Death. It’s a sobering thought that most of us avoid and refuse to consider. Yet it will happen to all of us, without a doubt.
So, the real question is how will we live our lives until the figurative coin lands on tails? But even more importantly, will we be prepared for that moment when the inevitable occurs? For as we just read, we will all be judged, not only for how we have lived our lives, but more importantly in whom and what we trusted for our eternal future.
I don’t know what your personal standing is with God but here is the truth of God’s Word — the Bible. In Romans 3:23 we are told: “All have sinned and come short of the glory of God.” In other words, we have all fallen short of God’s standard of perfection. Because of this fact, we learn in Romans 6:23 that “the wages of sin is death but the gift of God is eternal life in Christ Jesus our Lord.” God is clear that without His Son we can expect death eternally.

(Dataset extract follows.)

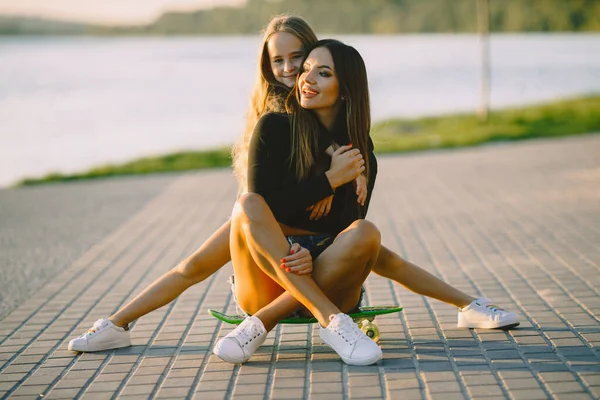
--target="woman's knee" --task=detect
[349,219,381,251]
[175,257,206,285]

The eternal life offered by God is a result of His Son’s death and resurrection as we see in Romans 5:8: “But God demonstrates His own love toward us, in that while we were still sinners, Christ died for us.” Finally, while God did this for us, we must accept His gift of salvation. Romans 10:9 tells us “that if you confess with your mouth the Lord Jesus, and believe in your heart that God has raised Him from the dead, you will be saved.” This is the road to true peace and freedom… and assurance of your eternal future, once that final moment comes for you and me.
If you want to pursue this matter further, here is a relevant website that deals further with life, death, and eternity: http://www.areyouagoodperson.org/. Or send me an email and let’s grab coffee and talk.
Whether you are a motorsports fan or not, we all share the common need to prepare for what lies ahead. I hope and pray you have done so, or if not, you will do so today.